\documentclass[british,ps,darkblue,slideColor,colorBG,final]{prosper}

 %-- Packages ----------------------------------------------------------------

 \usepackage[latin1]{inputenc}
 \usepackage[english]{babel}
 \usepackage[T1]{fontenc}
 \usepackage{url}

 \usepackage{amsmath}
 \usepackage{amssymb}
 \usepackage{epsfig}
 \usepackage{makeidx}

 %----------------------------------------------------------------------------

\begin{document}
  \begin{slide}
    {Ouverture}
    
    \vspace{-5mm}

    \begin{center}
      {\Large Come creare un libero dizionario per il controllo
        ortografico in lingua Sarda}

      \epsfig{file=../../Projekter/speling.org/images/www.speling.org.ps,
              angle=90,
              width=60mm}

      Jacob Sparre Andersen <sparre@crs4.it>
    \end{center}

    \vspace{4mm}

    {\small Please interrupt me {\em when} I'm speaking too fast or
      otherwise am difficult to understand.}

    {\small Questions are welcome at {\em any time} during the talk.}
  \end{slide}

  \begin{slide}
    {Overview}

    \vspace{-4mm}
    \begin{itemize}
    \item {\bf The principles behind the system.}

    \item How to work as a proof-reader on a "speling.org" based
      dictionary.

    \item How to manage the technical and editorial work on a
      "speling.org" based dictionary.

    \item The to-do list of the "speling.org" developers.
    \end{itemize}
  \end{slide}

  \begin{slide}
    {The principles behind the system}

    \begin{center}
      \verb|speling.org|
    \end{center}

    \begin{itemize}
    \item ... è una sistema per la creazione di dizionari elettronici.
    \item ... è bassata su una idea di cooperazione stilo Open Source.
    \item ... accepts that individual proof-readers can make
      mistakes\footnote{The most active Danish proof-readers have an
        estimated error-rate close to one out of thousand.}.
    \end{itemize}
  \end{slide}

  \begin{slide}
    {The principles behind the system}

    \begin{itemize}
    \item Since we assume that the individual creators of the
      dictionary entries are imperfect, we don't work with dictionary
      entries which are edited directly if somebody locate a mistake.
      -- Wikipedia style.

    \item Instead we work with a system of voting, where the object
      the creators work directly on are votes for or against having
      some information assigned to an entry in the dictionary.
    \end{itemize}
  \end{slide}

  \begin{slide}
    {The principles behind the system}

    Benefits:
    \begin{itemize}
    \item All proof-reading results are stored -- both the positive
      and the negative ones.

    \item There is less back-and-forth editing of the entries.
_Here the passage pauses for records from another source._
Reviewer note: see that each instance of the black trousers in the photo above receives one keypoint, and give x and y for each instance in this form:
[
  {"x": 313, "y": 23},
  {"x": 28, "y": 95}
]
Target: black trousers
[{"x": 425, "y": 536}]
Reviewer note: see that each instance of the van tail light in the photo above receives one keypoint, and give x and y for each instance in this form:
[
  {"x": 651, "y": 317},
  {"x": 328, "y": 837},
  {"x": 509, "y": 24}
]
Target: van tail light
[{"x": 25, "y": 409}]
    \item The quality of the dictionary will gradually improve and
      mistakes by individual contributors has less effect.
    \end{itemize}
  \end{slide}

  \begin{slide}
    {The principles behind the system}

    Drawbacks:
    \begin{itemize}
    \item Since proof-readers have to act, even when the entries are
      correct, it takes more work to create a dictionary.
    \end{itemize}
  \end{slide}

  \begin{slide}
    {The principles behind the system}

    \begin{center}
      Creating a spell-checking word-list from the proof-reading
      results (votes):
    \end{center}

    \begin{itemize}
    \item The system counts up how many positive and negative votes
      each string has received.
    \item A threshold number of votes is selected, such that strings
      with that many more positive than negative votes are considered
      correctly spelled words.
    \end{itemize}
  \end{slide}

  \begin{slide}
    {The principles behind the system}

    \begin{center}
      Gradually improving quality
    \end{center}

    \vspace{3mm}

    For a spell-checking word list to be useful, it has to fullfill
    two requirements:

    \begin{itemize}
    \item It should contain all (as many as possible) of the words the
      writer uses.

    \item It should contain no (as few as possible) misspelled words.
    \end{itemize}
  \end{slide}

  \begin{slide}
    {The principles behind the system}

    \begin{center}
      Gradually improving quality
    \end{center}

    \vspace{3mm}

    As each string in the dictionary is proof-read more and more
    times, we can increase the threshold number of votes without
    shrinking the resulting word-list, but increasing our certainty
    that the strings {\bf in} the list are correctly spelled words.
  \end{slide}

  \begin{slide}
    {Overview}

    \vspace{-4mm}
    \begin{itemize}
    \item The principles behind the system.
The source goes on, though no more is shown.